Evaluate with weave.Evaluation

This section shows how to measure your model’s performance on a fixed dataset so you can compare iterations quantitatively. Evaluations help you measure the performance of your applications. With the weave.Evaluation class, you can capture how well your model performs on specific tasks or datasets, which helps you compare different models and iterations of your application. The following example shows how to evaluate the model created in the previous section:
import asyncio
from llama_index.core.evaluation import CorrectnessEvaluator

eval_examples = [
    {
        "id": "0",
        "query": "What programming language did Paul Graham learn to teach himself AI when he was in college?",
        "ground_truth": "Paul Graham learned Lisp to teach himself AI when he was in college.",
    },
    {
        "id": "1",
        "query": "What was the name of the startup Paul Graham co-founded that was eventually acquired by Yahoo?",
        "ground_truth": "The startup Paul Graham co-founded that was eventually acquired by Yahoo was called Viaweb.",
    },
    {
        "id": "2",
        "query": "What is the capital city of France?",
        "ground_truth": "I cannot answer this question because no information was provided in the text.",
    },
]

llm_judge = OpenAI(model="gpt-4", temperature=0.0)
evaluator = CorrectnessEvaluator(llm=llm_judge)

@weave.op()
def correctness_evaluator(query: str, ground_truth: str, output: dict):
    result = evaluator.evaluate(
        query=query, reference=ground_truth, response=output["response"]
    )
    return {"correctness": float(result.score)}

evaluation = weave.Evaluation(dataset=eval_examples, scorers=[correctness_evaluator])

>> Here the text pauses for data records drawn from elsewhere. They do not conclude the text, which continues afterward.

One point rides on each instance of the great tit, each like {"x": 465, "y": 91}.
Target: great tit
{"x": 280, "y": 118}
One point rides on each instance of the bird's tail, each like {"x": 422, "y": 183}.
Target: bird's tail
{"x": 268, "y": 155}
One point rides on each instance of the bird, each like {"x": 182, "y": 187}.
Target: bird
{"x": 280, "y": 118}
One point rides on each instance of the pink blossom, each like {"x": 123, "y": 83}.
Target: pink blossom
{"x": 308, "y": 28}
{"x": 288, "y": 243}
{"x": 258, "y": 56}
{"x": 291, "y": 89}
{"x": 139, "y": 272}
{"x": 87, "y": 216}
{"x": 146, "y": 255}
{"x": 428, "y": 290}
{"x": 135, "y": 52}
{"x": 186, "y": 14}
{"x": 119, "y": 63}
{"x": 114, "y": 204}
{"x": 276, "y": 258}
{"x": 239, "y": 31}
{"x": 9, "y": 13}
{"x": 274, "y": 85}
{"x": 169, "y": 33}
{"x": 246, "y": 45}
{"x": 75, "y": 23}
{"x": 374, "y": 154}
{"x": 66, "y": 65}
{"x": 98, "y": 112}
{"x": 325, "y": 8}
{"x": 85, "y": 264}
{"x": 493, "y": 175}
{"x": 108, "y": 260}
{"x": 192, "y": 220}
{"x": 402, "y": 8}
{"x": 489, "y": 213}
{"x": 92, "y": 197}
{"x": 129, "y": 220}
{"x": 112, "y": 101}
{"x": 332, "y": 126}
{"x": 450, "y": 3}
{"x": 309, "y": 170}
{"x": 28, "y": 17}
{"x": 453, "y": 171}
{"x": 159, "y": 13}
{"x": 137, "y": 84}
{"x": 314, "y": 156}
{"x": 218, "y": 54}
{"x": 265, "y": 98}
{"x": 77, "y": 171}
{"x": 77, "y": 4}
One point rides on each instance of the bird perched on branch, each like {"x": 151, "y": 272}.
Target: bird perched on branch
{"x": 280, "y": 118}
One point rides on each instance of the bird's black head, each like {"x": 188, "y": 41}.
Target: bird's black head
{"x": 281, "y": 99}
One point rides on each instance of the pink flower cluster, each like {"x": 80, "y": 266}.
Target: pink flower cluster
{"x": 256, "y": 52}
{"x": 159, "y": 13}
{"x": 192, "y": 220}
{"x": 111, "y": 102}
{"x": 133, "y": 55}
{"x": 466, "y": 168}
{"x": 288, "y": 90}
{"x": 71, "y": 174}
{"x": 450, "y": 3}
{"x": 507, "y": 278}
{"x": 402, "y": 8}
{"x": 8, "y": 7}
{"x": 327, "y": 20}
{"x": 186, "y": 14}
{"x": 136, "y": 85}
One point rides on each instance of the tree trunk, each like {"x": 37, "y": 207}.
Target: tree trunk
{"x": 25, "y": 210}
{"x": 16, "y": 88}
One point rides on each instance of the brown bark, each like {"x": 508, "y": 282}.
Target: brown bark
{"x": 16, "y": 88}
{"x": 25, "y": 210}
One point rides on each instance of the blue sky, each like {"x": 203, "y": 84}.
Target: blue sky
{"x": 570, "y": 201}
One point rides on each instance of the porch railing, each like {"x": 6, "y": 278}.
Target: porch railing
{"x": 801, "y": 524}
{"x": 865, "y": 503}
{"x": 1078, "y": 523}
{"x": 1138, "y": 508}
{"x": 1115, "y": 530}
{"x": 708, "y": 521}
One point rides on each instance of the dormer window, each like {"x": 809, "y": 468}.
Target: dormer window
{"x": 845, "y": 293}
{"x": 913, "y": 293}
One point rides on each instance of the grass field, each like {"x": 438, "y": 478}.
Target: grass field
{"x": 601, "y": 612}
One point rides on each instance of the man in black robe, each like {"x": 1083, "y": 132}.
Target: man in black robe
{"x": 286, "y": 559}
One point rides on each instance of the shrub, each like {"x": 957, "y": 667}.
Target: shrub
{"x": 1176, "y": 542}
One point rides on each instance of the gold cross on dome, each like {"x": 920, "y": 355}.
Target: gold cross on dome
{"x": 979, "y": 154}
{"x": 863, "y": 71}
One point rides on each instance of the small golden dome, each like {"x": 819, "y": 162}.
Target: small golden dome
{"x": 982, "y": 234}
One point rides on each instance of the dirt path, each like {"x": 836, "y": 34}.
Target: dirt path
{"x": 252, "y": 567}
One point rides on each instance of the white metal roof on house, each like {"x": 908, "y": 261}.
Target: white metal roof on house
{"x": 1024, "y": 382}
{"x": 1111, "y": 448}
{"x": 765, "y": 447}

rag_pipeline = SimpleRAGPipeline()

asyncio.run(evaluation.evaluate(rag_pipeline))
This evaluation builds on the example in the previous section. Evaluating with weave.Evaluation requires an evaluation dataset, a scorer function, and a weave.Model. These requirements apply to the three key components:
  • The keys of the evaluation sample dicts must match the arguments of the scorer function and of the weave.Model’s predict method.
  • The weave.Model must have a method named predict, infer, or forward. You must decorate this method with weave.op() for tracing.
  • The scorer function must be decorated with weave.op() and must have output as a named argument.
llamaindex_evaluation.png By integrating Weave with LlamaIndex, you can ensure comprehensive logging and monitoring of your LLM applications, which streamlines debugging and performance optimization through evaluation.